Nei paesi coinvolti dalla protesta, non è certo mancata la solidarietà per i tre, tanto che quest’azione è  vissuta quasi come una provocazione, oltre che un chiaro attacco alla libertà d’espressione  ed un tentativo di silenziare le istanze del comitato, in un momento delicato sotto vari punti di vista. Infatti, è notizia di ieri la riapertura del fascicolo inerente le revoche dell’autorizzazioni a cominciare lavori di costruzione, voluta dal GIP; mentre domani una delegazione del comitato sarà ricevuta dal Presidente della Regione Giuseppe Scopelliti.

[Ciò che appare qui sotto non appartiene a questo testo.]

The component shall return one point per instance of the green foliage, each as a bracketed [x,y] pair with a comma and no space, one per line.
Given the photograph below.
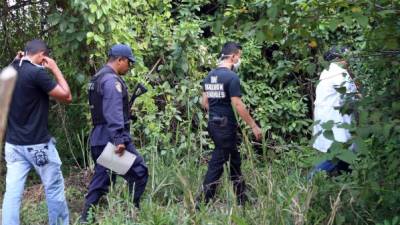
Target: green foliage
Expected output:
[177,42]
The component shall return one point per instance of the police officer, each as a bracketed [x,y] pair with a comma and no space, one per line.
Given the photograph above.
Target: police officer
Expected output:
[221,91]
[108,99]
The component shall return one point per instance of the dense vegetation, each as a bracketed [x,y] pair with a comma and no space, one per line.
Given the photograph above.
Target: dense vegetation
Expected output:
[176,44]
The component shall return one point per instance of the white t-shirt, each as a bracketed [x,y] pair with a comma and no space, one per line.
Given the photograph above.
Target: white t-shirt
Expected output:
[327,98]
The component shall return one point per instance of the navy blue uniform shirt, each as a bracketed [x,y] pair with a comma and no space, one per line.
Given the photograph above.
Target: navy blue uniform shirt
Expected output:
[29,109]
[220,85]
[116,130]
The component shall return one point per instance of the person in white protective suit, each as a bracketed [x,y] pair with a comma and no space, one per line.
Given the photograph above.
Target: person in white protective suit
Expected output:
[326,107]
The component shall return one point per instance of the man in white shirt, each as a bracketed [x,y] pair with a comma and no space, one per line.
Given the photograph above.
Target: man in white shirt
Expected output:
[327,103]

In ogni caso, il Comitato “No Battaglina” sta studiando  le strategie migliori per mantenere alta l’attenzione: sabato è previsto un nuovo presidio a Borgia, e a breve una delegazione dovrebbe essere ricevuta dal Prefetto, per affrontare molteplici questioni. Prende sempre più corpo, infatti, l’ipotesi di una nuova mobilitazione,  nelle intenzioni superiore in dimensioni a quella del 9 Gennaio,  che tenda a diffondere il più possibile la vertenza in modo da non circoscriverla all’ambito locale, ma di inserirla nell’ambito di un percorso di lotta contro la depredazione territoriale. Si tratta di una prospettiva inedita in queste zone;  proprio per questo, non è detto che porterà i risultati auspicati ed in ogni caso ha bisogno di tempo per strutturarsi fare le proprie esperienze e capire quali possano essere le strade realmente percorribili per ottenere dei risultati  concreti.